Florida began a life sciences recruitment spree in 2003 with the $310-million bid to convince California’s Scripps Research Institute to open Scripps Florida. At the time, the state’s existing universities and life science researchers quietly wondered why the money instead wasn’t being spent to bolster their own efforts. The state and locals put out $300 million to get California’s Sanford Burnham to open in Central Florida, $94 million for Germany’s Max Planck to open in Jupiter and, in Port St. Lucie, more than $120 million on VGTI and $90 million for Torrey Pines Institute for Molecular Studies. Of them all, only Scripps Florida and Max Planck have thrived.
In 2016, the University of Central Florida took over the facilities of Sanford Burnham Prebys Medical Discovery Institute, seven years after its Central Florida campus opened. VGTI’s custom 100,000-sq.-ft. home opened in 2013 and closed two years later. Torrey Pines has struggled financially.

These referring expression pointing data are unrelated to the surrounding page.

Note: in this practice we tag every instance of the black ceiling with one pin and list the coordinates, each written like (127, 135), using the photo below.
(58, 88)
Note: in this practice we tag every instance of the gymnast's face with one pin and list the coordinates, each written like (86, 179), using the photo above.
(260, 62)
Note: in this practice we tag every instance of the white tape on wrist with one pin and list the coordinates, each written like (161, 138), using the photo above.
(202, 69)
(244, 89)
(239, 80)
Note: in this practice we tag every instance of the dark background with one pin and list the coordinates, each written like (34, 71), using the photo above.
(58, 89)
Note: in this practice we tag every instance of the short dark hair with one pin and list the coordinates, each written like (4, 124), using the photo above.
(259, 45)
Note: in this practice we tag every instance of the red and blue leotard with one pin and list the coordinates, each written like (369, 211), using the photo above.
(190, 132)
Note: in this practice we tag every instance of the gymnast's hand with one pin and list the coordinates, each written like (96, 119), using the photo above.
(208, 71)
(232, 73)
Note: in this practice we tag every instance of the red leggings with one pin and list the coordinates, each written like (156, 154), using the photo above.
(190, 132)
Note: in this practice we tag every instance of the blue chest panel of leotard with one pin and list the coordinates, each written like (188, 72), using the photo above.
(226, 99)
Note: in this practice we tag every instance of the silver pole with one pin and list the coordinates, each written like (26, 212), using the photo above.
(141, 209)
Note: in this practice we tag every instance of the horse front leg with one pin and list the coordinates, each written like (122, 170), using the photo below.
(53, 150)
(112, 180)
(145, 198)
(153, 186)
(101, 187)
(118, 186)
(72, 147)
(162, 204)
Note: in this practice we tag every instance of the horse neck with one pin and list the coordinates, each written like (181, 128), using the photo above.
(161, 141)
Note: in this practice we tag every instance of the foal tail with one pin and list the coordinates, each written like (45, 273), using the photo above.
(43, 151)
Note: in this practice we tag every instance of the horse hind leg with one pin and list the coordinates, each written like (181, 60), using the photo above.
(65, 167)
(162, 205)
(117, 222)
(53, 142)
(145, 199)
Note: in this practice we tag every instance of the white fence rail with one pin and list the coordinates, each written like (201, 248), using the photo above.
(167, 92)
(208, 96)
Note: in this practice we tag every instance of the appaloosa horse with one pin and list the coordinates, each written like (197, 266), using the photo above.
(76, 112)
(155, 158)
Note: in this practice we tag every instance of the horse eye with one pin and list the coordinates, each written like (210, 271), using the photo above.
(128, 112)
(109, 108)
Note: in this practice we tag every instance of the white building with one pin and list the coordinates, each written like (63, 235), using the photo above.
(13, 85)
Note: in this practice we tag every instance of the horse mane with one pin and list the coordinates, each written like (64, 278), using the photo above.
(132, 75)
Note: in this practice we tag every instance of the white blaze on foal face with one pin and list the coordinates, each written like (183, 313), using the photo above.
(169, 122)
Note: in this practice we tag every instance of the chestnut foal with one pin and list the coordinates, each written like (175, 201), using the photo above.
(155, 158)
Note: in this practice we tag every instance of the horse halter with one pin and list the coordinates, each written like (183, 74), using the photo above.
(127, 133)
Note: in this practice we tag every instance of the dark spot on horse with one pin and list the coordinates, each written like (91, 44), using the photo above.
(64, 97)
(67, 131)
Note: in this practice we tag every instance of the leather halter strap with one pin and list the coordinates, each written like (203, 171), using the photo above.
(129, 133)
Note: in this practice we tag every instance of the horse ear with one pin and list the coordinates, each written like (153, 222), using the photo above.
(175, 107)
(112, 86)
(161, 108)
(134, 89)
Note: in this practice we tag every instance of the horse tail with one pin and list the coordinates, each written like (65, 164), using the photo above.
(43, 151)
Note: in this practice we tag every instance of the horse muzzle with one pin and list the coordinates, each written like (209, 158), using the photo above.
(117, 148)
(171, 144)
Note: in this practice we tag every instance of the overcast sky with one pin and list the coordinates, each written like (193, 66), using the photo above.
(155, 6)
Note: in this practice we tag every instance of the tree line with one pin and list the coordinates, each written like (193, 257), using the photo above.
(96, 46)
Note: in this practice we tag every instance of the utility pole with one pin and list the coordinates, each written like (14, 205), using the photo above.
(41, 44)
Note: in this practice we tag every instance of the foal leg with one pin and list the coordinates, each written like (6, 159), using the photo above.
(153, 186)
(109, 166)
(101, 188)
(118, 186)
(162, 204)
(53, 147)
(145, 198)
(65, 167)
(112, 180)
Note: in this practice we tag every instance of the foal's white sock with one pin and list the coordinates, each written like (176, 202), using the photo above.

Now, Florida International University, based in Sweetwater in Miami-Dade, is talking about absorbing Torrey Pines as a specialized research center within the university. The two institutions have a history of collaborating on research. In June, the city gave the necessary approvals of the transfer of the building and its ground lease to FIU. FIU’s trustees and the state public universities’ Board of Governors must approve the deal. “The reason we are seeking a partnership with Torrey Pines is because it will be mutually beneficial,” says Andres Gil, FIU’s vice president for research and economic development and dean of the university graduate school. “For FIU, Torrey Pines offers laboratory facilities that are critical to FIU’s continued research growth. For Torrey Pines, becoming part of a top research university will allow it to succeed in its mission and expand its research.”
Meanwhile, Cleveland Clinic says it signed a letter of intent with an undisclosed international biotech company to found a biomed research institute in the vacated city-built research lab that housed VGTI. Like VGTI, the new Cleveland Clinic venture will focus on vaccines and immunotherapy with potential treatments for cancer, neuroscience, infectious diseases and allergies.